その1 スコットランド出身のALT − Can you〜?がTarget
 子ども達が日本の「お手玉」の遊びを紹介しようと計画し,“Can you play otedama?” と聞いて,扱うお手玉を3つ,4つと増やしていきました。ところが,ALTが5つ,6つを難なく使えることが分かり,子どもたちはびっくり仰天。スコットランドでも「お手玉遊び」があることを知り,少し視野が広がりました。話が進んで,話題がお手玉の中に入れる物に及びました。日本では小豆を使うことが多いのですが,スコットランドでは羊の骨を小さくして使うことを知りました。スコットランドでは土地が痩せているので野菜などの栽培には適さないため,羊を飼うことが一般的であり,お手玉を作るにも羊を使っているようです。子ども達は,環境と生活がいかに密接に結びついているかを, 間接的に学んだのです。また,活動を通して学ぶ,という英語活動のねらいに沿った授業でした。

その2 オーストラリア出身のALT − How do you go, bus or train?がTarget
 雪のある日本にはサンタがそりに乗ってくるけれど,雪のないオーストラリアにはどのようにして来るのだろうか。子ども達に一瞬考えさせた後,隠し持っていたサーフボードに乗ってやっているサンタの絵を見せたところ,子ども達には大受けでした。また,オーストラリアのサンタは,靴下の中ではなく,クリスマスツリーの下にプレゼントを置いていくことを知って,二度びっくり。子ども達の世界が一気に広がりました。

その3 シンガポール出身のALT / アメリカ出身のALT − What do you eat? がTarget
 食べ物が話題になり,シンガポール出身のあるALTは,イギリスの影響が強いシンガポールではfish-and-chipsを食べることを紹介しました。子ども達はchips がfried potato と同じ物であること,同じものがアメリカではFrench fries と呼ばれていることを初めて知りました。 同じ食べ物が,3つの国で異なった単語で呼ばれていることに驚いたようす。
また,ピザを話題にしたクラスがありました。

 アメリカ出身のあるALTは日本人が好むピザと彼女がアメリカで常食していたピザを示し,日本人はマヨネーズやコーンを具にしたピザを好むがアメリカ人はそのような具は使わないという話をしました。この時子ども達は,chips の場合とは逆に,pizzaという同じ英単語が国により異なった食を表していることを知りました。「名前」と「物」との関係を知った貴重な体験でした。

3. 教育委員会等の研修会で勧めたい学びについて

 専門家や指導主事などの講義から学ぶことも大切ですが,このような機会に ぜひ取り入れて欲しいのは,グループに分かれての情報交換です。主催者側が,参加者に事前準備をして出席するよう要請しておくことが必要です。例えば, 次のような進め方はいかがでしょうか。

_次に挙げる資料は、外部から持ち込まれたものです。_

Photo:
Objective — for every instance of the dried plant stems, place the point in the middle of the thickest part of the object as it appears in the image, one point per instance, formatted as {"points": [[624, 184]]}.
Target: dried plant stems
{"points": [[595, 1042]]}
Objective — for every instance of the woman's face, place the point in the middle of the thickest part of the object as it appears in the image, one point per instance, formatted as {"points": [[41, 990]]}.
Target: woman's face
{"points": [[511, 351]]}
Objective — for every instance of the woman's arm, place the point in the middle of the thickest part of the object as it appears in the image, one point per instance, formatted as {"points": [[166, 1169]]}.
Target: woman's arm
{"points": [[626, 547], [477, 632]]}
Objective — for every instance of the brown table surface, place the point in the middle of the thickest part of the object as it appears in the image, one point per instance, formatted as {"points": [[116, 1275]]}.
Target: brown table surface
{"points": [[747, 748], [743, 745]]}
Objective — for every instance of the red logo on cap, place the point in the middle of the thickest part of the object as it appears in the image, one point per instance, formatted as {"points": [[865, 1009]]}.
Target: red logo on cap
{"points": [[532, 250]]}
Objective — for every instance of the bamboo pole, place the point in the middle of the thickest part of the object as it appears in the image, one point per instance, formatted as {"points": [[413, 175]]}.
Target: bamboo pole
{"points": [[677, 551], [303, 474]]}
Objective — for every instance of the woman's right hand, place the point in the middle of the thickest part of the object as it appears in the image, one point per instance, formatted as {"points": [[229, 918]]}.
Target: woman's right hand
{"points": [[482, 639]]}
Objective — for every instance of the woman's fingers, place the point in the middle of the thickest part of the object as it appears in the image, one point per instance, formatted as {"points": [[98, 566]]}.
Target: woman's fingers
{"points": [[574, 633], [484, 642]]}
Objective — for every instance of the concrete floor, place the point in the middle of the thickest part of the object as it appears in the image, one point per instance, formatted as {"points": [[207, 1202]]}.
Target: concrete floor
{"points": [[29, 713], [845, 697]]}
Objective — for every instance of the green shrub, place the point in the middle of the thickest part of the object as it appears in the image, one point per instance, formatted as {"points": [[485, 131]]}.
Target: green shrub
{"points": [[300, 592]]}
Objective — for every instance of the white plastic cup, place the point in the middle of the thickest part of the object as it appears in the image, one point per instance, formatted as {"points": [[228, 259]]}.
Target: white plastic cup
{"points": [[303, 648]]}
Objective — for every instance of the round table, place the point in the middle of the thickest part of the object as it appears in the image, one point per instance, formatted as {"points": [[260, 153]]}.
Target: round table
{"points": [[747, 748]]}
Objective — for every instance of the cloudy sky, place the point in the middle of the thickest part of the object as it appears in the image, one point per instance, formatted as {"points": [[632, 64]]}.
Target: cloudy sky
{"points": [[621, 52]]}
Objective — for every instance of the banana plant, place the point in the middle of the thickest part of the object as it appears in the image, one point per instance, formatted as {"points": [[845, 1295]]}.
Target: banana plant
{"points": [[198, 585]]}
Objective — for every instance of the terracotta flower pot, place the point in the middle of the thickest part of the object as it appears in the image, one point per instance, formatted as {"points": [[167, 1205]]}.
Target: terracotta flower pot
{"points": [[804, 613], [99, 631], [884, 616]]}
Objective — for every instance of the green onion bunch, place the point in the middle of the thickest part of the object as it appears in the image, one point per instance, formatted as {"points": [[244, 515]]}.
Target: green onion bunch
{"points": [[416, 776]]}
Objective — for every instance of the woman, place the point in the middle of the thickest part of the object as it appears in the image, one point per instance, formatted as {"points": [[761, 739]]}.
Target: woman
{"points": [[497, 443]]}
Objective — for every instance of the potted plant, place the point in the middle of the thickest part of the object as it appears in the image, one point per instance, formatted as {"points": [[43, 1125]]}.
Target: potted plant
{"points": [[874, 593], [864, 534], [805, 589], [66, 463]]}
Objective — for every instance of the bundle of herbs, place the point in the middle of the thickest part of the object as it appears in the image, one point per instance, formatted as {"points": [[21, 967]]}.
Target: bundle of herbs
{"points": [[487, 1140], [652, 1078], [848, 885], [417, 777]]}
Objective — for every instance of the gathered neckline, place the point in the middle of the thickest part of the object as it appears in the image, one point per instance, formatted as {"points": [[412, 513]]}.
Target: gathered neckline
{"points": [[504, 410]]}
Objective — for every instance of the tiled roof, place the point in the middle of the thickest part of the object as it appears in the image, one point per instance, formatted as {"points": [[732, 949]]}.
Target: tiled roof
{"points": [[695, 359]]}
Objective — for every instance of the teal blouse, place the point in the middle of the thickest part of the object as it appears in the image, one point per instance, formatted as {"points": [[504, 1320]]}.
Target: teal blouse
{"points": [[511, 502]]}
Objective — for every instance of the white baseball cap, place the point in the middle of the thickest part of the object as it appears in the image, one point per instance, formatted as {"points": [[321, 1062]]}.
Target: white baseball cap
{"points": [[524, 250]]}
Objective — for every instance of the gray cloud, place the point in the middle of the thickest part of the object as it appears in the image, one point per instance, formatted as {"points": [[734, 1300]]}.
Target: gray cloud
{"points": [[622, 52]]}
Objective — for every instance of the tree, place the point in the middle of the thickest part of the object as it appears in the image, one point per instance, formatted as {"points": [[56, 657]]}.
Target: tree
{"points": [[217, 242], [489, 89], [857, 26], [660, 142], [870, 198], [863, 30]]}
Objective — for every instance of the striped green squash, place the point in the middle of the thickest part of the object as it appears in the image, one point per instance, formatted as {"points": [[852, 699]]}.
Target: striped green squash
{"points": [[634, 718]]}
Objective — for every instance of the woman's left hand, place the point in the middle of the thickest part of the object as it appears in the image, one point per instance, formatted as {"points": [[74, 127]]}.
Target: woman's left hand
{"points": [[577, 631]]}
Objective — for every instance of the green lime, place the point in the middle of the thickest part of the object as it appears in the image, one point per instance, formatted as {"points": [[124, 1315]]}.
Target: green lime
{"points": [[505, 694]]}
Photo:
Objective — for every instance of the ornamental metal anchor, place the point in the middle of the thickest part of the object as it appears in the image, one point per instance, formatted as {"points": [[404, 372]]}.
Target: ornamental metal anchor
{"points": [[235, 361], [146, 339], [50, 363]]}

(1) 実践した「文化やことば」の指導について下記の視点から具体的に発表し合う。
  (a) TTか,単独か (b) テーマ (c) 言語材料
  (d) 使用した教材(できるだけ持参する) (e) 指導手順
  (f) 成果と改善点
(2) それぞれの発表の直後に,質問,感想,改善点などについて意見交換
(3) 発表の中から一般化できそうな実践を選んで,実演してもらう。

筆者の参加したグループでは下記のような発表がありました。

(1) 単独指導。colorsをテーマ。”How many 〜 are there?” 果物や野菜などを題材にした後,中国の国旗を取り上げた。”How many stars are there in the Chinese flag?”大きな星は共産党,4つの小さな星はそれぞれ労働者・農民・知識人・民族資本家を表していることを教えた。
 
(2) Colors とshapes をテーマ。世界の国旗を題材に。星を用いた国旗や,赤,青,白,黄が多く使われていることに気づいた。日本の国旗も白と赤であることに再認識。星の大きさや数に意味があることに気づいた。
 
(3) カナダ人ALTとのTT。日本とカナダの学校給食の比較。カナダではなぜ食事を選べるシステムになっているのか,その歴史的背景などを学んだ。

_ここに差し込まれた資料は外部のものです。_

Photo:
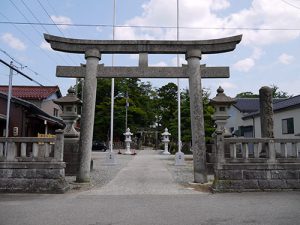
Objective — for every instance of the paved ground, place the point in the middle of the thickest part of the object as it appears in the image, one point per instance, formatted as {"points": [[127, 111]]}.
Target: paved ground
{"points": [[145, 189]]}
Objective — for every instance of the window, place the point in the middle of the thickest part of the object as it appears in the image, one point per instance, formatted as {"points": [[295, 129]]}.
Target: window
{"points": [[288, 126], [55, 112]]}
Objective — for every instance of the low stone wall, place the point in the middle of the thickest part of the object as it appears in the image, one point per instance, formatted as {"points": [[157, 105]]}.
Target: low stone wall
{"points": [[257, 177], [256, 164], [33, 177], [30, 164]]}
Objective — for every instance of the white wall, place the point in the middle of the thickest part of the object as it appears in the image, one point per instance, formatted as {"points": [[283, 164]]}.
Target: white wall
{"points": [[278, 116]]}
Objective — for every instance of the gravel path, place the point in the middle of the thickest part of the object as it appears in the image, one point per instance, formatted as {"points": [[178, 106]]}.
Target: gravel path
{"points": [[103, 174], [146, 174]]}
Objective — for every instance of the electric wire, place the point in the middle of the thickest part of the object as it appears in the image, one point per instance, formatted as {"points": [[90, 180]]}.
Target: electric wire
{"points": [[297, 7], [19, 72], [55, 26], [39, 34], [22, 66], [153, 27], [29, 39]]}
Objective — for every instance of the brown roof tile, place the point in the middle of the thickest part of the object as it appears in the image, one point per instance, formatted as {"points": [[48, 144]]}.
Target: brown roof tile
{"points": [[32, 92]]}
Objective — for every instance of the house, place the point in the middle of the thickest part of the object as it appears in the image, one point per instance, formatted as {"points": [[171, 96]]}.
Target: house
{"points": [[41, 96], [26, 119], [245, 117]]}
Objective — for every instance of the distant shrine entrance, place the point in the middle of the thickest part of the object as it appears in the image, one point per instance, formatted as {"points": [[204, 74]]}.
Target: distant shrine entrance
{"points": [[93, 49]]}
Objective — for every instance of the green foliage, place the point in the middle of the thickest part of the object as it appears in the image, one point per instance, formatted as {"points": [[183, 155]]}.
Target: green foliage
{"points": [[149, 108], [247, 94], [276, 93]]}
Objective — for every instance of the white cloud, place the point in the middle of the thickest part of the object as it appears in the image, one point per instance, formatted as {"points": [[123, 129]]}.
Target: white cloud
{"points": [[46, 46], [181, 61], [244, 65], [159, 64], [285, 59], [62, 20], [13, 42], [248, 63], [260, 14], [228, 85]]}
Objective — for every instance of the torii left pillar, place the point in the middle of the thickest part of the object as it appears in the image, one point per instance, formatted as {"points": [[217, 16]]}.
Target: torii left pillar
{"points": [[92, 57]]}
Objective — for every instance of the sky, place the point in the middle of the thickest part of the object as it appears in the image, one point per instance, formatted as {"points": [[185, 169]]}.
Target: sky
{"points": [[269, 53]]}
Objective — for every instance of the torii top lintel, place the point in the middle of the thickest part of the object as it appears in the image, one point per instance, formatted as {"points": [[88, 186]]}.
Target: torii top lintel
{"points": [[142, 46]]}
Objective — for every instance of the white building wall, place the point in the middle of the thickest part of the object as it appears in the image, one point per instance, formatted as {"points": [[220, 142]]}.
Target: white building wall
{"points": [[279, 116]]}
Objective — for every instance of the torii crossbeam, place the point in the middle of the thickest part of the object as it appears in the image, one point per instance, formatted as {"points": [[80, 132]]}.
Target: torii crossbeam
{"points": [[193, 51]]}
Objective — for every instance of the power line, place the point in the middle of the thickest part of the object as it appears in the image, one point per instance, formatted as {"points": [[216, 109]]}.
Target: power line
{"points": [[23, 66], [50, 17], [28, 38], [18, 71], [152, 27], [290, 4], [56, 27], [12, 58]]}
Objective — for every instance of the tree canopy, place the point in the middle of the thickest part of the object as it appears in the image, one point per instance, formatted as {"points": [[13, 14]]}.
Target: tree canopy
{"points": [[149, 109]]}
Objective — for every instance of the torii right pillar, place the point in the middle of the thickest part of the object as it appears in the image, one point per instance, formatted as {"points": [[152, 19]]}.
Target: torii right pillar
{"points": [[197, 119]]}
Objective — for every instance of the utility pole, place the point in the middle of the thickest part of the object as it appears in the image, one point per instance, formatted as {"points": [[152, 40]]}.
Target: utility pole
{"points": [[126, 110], [8, 106]]}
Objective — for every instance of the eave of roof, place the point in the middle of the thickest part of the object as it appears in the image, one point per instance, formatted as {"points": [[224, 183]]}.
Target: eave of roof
{"points": [[33, 108], [32, 92], [280, 105]]}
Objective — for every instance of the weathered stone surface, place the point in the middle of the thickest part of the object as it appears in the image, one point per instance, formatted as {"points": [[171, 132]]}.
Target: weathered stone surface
{"points": [[141, 72], [293, 184], [230, 174], [88, 113], [285, 174], [266, 112], [144, 46], [250, 184], [255, 174], [277, 184], [71, 155], [33, 185], [197, 118]]}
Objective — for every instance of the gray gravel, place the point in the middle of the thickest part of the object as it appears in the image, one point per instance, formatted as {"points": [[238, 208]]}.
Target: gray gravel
{"points": [[101, 173]]}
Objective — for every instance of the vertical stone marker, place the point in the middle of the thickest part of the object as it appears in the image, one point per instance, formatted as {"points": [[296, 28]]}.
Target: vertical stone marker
{"points": [[92, 57], [266, 112], [197, 121]]}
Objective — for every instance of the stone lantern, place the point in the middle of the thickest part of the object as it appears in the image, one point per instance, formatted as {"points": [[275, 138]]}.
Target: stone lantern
{"points": [[128, 140], [166, 140], [221, 103], [69, 114]]}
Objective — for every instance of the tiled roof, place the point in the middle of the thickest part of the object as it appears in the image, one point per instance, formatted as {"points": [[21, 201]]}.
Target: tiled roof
{"points": [[250, 105], [279, 104], [293, 101], [33, 109], [32, 92], [247, 105]]}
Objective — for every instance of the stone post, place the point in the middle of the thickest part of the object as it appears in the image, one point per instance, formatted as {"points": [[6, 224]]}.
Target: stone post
{"points": [[92, 57], [266, 118], [59, 145], [266, 112], [197, 120]]}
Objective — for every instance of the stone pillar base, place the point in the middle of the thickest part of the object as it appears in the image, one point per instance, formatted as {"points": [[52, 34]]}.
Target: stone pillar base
{"points": [[179, 159], [33, 177]]}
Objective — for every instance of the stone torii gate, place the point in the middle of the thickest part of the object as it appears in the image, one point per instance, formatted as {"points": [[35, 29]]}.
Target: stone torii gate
{"points": [[193, 51]]}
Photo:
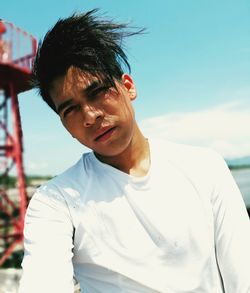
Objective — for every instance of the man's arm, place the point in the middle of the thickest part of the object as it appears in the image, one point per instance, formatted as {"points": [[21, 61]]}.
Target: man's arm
{"points": [[47, 264], [232, 232]]}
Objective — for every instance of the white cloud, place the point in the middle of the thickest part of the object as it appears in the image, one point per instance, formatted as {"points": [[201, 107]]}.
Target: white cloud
{"points": [[225, 128]]}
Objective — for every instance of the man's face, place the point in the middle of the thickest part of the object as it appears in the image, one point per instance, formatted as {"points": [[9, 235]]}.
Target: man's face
{"points": [[98, 116]]}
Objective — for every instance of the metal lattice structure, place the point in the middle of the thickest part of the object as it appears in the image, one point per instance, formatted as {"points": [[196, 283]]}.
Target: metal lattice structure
{"points": [[17, 50]]}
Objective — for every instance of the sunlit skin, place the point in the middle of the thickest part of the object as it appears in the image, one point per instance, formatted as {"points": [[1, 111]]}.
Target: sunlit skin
{"points": [[102, 118]]}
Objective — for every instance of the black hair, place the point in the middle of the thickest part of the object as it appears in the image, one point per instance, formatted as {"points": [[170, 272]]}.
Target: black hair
{"points": [[92, 44]]}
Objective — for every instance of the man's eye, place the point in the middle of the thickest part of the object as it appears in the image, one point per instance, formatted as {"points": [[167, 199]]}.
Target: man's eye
{"points": [[70, 109]]}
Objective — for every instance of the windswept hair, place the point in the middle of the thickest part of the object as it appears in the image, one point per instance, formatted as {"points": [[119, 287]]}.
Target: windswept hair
{"points": [[92, 44]]}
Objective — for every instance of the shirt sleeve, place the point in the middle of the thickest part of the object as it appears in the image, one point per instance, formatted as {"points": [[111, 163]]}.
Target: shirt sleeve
{"points": [[232, 231], [48, 233]]}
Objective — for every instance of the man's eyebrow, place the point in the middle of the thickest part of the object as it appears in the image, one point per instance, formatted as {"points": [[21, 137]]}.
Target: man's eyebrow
{"points": [[63, 105], [87, 91]]}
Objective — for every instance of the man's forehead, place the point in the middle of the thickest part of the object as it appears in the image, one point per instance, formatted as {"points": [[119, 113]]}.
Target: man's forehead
{"points": [[76, 76]]}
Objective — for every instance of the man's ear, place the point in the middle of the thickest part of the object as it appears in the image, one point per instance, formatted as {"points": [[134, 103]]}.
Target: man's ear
{"points": [[129, 85]]}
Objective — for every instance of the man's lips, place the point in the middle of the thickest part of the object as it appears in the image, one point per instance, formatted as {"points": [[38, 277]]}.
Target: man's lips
{"points": [[104, 133]]}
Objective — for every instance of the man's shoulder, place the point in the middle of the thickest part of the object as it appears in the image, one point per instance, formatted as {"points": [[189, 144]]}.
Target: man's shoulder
{"points": [[69, 184]]}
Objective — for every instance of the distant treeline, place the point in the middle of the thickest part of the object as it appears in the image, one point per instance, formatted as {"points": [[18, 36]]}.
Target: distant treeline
{"points": [[11, 181], [238, 167]]}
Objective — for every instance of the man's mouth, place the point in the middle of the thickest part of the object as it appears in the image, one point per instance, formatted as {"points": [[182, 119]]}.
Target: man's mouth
{"points": [[104, 134]]}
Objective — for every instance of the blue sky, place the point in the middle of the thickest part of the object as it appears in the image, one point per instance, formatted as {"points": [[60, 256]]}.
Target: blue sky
{"points": [[191, 69]]}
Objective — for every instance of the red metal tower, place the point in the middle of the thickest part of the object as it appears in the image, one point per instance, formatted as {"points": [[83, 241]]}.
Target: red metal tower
{"points": [[17, 50]]}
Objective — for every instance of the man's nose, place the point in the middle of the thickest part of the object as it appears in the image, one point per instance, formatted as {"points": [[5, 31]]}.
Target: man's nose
{"points": [[91, 115]]}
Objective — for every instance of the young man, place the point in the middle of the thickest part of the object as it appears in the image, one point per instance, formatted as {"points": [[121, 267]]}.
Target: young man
{"points": [[133, 215]]}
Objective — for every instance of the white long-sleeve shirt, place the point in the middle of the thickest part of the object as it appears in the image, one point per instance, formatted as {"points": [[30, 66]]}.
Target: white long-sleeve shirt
{"points": [[181, 228]]}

 上記のように興味深く,参考になりそうな発表にたくさん触れることができるでしょう。各自持ち帰って実践してみることはもちろんのこと,学年会や英語活動の担当者の会などで話題にしてほしいと思います。

4.個人レベルの研修

 毎日が研修です。参考書,インターネット,ラジオやテレビ番組(例えばNHKの『BEGIN Japanology』)など,英語や異文化についての情報は無尽蔵です。「ことばや文化」について個人研修として今回特に次の2つをお勧めいたします。

(1) 外国人による日本語弁論大会やそのビデオなど
 一般に外国人による大会や,中国人など特定の国籍の人による弁論大会などが頻繁に開催されています。市町村の教育委員会主催のものも多く,ビデオの入手などもそう難しくありません。NHKは,毎年開催しています。外国人のスピーチにより,日本文化や日本語について意外な事実に気づかされることがあり,授業にも使える題材が少なくありません。例えば,英語と違って日本語は「ピッチ(pitch)」を重んずる言語であるため,「葉が黄色い」と「歯が黄色い」の発音の区別をしていることや,「テレビ」を単独に言う場合と「テレビ番組」と言うときでは「テレビ」の発音を変えている,ことなどが外国人にとっては大変難しいことなどを,最近外国人のスピーチで聞き大変おもしろく感じました。子ども達にも是非経験させたいと思いました。

(2) ALTなど外国人から学ぶ姿勢を常に持つこと
 いつも知識欲を強く持ってALTなどに接していると,英語と日本語との違いなどに気づく力が育ちます。例えば,日本語の「指」を取り上げますと,手だけでなく足にも使っています。しかし,英語では手の場合はfinger, 足の場合は,別の単語(toe)を使っています。日本語では,足の「親指」とか「小指」と言うことはありますが,足の「人差し指」とは言いません。また,日本語では人を差す時に使う指を「人差し指」と呼んでいますが,アメリカなどでは,指で人を差すことはタブーとされています。また,英語では鼻と上唇の間の部分は唇の一部と考えられ,He grows moustache on his lips.などと言うそうですが,このような情報は書物ではめったにお目にかかることができません。いわゆる「口コミ」によって得られる情報です。このようなinquisitive(知識欲のある)な姿勢は,異文化やことばを学ぶ時には最も大切な資質と言えると思います。

5.おわりに

 ことばや文化を学ぶためのさまざまな研修方法や場面について述べて見ました。しかし,教員一人ひとりの学ぼうとする姿勢こそが最も大切だと思います。ことばや文化について気づく力を高め,それによって得た知識や経験を教員が互いにシェアし,英語を使いながら楽しい英語活動を作り上げていきましょう。